Au CIUSSS de l’Estrie – CHUS, qui utilise ce module depuis l’automne à Sherbrooke, les pépins s’accumulent. « Il y a de grands enjeux de transmission de résultats », affirme Isabelle Mantha, présidente de l’exécutif local de l’Alliance du personnel professionnel et technique de la santé et des services sociaux (APTS) en Estrie. Elle explique qu’à un certain moment, plus de 9000 rapports de laboratoire étaient non transmis aux médecins, car différentes composantes informatiques « communiquaient mal ». « On avait peur de manquer quelque chose », dit-elle.

Pour pallier les nombreux problèmes, les équipes du laboratoire du CHUS – Hôpital Fleurimont accumule les heures supplémentaires, selon Mme Mantha. « L’équipe est ultra épuisée. »

Mme Mantha explique qu’un simple problème d’entrée de données peut entraîner la perte d’échantillons ou de résultats.

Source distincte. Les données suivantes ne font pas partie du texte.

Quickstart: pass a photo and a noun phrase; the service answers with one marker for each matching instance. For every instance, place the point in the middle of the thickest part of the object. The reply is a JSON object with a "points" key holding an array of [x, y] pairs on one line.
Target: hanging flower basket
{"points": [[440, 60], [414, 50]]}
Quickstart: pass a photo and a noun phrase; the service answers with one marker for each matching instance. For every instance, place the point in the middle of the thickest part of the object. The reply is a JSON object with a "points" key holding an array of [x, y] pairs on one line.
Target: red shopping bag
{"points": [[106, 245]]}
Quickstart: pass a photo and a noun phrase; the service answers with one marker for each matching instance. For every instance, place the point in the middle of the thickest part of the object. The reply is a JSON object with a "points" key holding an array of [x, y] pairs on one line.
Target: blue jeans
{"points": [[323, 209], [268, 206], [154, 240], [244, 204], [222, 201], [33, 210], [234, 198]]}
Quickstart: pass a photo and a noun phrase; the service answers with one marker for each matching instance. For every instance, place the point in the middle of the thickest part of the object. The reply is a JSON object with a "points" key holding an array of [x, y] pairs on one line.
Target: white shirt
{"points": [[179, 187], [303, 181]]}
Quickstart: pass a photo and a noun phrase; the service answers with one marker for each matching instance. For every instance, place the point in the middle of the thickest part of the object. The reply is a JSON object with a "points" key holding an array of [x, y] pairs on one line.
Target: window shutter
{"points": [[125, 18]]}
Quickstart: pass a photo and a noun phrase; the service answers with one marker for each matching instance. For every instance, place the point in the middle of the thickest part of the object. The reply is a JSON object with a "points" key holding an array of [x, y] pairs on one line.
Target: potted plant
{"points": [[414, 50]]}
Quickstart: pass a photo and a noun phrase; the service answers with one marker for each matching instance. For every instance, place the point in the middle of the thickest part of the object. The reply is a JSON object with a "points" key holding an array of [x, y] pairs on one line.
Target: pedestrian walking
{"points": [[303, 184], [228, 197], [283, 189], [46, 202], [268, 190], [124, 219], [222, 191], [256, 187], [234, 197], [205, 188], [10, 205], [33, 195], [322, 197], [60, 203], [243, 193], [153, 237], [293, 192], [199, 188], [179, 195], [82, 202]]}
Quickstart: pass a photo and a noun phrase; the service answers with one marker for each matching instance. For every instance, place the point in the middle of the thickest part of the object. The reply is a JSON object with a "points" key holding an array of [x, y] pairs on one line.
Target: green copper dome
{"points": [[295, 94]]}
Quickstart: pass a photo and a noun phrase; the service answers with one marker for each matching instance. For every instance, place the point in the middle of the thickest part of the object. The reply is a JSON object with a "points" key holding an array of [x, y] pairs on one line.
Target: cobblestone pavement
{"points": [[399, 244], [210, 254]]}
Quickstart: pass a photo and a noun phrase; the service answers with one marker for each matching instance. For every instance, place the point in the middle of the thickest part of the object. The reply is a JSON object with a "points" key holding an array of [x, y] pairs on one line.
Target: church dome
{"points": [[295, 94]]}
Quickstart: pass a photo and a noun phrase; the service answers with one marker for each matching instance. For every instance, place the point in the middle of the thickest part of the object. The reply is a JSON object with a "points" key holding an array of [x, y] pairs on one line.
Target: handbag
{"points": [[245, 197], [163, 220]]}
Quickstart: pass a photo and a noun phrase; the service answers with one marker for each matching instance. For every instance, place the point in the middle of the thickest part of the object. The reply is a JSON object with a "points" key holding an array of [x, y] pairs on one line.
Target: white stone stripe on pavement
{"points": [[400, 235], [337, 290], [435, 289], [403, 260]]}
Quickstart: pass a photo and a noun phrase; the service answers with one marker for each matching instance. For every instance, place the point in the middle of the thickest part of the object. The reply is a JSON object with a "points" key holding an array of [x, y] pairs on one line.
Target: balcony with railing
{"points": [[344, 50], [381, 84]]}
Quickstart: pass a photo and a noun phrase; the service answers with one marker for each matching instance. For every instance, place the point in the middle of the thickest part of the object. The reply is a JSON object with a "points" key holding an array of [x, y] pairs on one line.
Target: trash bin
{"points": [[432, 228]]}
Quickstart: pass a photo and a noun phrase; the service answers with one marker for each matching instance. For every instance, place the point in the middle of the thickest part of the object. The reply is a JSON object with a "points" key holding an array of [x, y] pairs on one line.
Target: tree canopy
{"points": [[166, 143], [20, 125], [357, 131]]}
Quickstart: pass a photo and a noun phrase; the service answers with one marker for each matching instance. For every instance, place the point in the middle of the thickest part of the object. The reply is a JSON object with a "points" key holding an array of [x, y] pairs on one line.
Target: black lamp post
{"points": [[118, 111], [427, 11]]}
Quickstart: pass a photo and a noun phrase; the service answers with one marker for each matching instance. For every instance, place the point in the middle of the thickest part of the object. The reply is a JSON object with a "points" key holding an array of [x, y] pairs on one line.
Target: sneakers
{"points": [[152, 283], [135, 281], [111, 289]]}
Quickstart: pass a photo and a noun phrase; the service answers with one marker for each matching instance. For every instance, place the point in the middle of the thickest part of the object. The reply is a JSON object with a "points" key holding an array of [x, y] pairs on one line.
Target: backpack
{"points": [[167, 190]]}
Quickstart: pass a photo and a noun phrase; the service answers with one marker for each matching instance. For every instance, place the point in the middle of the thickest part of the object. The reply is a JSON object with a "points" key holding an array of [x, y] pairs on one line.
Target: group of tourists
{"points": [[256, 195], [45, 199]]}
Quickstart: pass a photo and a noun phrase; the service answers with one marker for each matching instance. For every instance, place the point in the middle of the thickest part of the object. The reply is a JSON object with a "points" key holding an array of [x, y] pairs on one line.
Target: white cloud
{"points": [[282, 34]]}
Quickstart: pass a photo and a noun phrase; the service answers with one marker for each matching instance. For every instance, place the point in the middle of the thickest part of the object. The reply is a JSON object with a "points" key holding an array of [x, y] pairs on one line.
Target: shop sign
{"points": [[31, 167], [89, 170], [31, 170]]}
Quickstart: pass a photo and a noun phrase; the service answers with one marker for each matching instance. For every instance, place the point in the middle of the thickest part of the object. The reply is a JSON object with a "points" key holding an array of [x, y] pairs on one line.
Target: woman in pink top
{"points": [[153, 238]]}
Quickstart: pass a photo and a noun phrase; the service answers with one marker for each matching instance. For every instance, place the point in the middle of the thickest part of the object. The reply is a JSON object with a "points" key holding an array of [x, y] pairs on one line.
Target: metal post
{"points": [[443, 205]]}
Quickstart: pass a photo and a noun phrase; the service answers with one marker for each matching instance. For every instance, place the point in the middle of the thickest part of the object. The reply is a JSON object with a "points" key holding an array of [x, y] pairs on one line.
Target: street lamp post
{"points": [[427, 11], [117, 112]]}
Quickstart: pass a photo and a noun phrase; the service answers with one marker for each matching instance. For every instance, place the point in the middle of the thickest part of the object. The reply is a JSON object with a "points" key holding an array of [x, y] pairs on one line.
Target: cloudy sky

Il suffit de mettre un accent au mauvais endroit et le dossier peut disparaître virtuellement du système.

Sandra Etienne, quatrième vice-présidente de l’APTS

Selon elle, des prises de sang de certains patients ont dû être refaites dans différents établissements, car les résultats s’étaient égarés dans le système. Pour Mme Etienne, l’implantation du nouveau système s’est faite de façon « précipitée », alors même que les équipes de laboratoire sont submergées de travail. « Les équipes ne sont pas contre le projet. L’objectif est bon. Mais il faut prendre le temps de bien faire les choses […] Plusieurs s’inquiètent pour les patients », note Maxime Clément, porte-parole de l’APTS.

La suite suspendue

Devant l’accumulation de problèmes, le CIUSSS de l’Estrie – CHUS a décidé de « reporter les dates de déploiement » pour ses installations de Granby et de Brome-Missisquoi-Perkins, confirme la porte-parole de l’établissement, Cynthia Lauzé. Aucune date n’est encore fixée.

Au MSSS, la porte-parole Marie-Claude Lacasse indique que les équipes du Ministère sont « tout à fait au courant des enjeux soulevés sur le terrain et travaillent quotidiennement avec le fournisseur pour apporter les correctifs ». Les deux modules sont développés par l’entreprise Médisolution. L’entreprise a dirigé les questions de La Presse vers le MSSS.

Mme Lacasse affirme que certains ajustements ont « déjà été appliqués et d’autres sont à venir ». « C’est du développement agile : on amorce le déploiement en projet pilote, on recueille les commentaires et on apporte les changements nécessaires », soutient-elle.

La porte-parole du MSSS assure que « le déploiement ne se fera pas dans les autres laboratoires tant que les correctifs requis n’auront pas été apportés ». « C’est justement le rôle des projets pilotes de tester des solutions et de les améliorer au besoin avant leur déploiement dans les autres laboratoires. »

Selon Mme Lacasse, le SIL-P permettra à terme « des gains importants en diminuant la double saisie d’information, assurera l’interopérabilité des résultats dans une grappe de laboratoires et contribuera à diminuer les délais en plus de permettre d’éliminer l’utilisation du télécopieur et du papier ».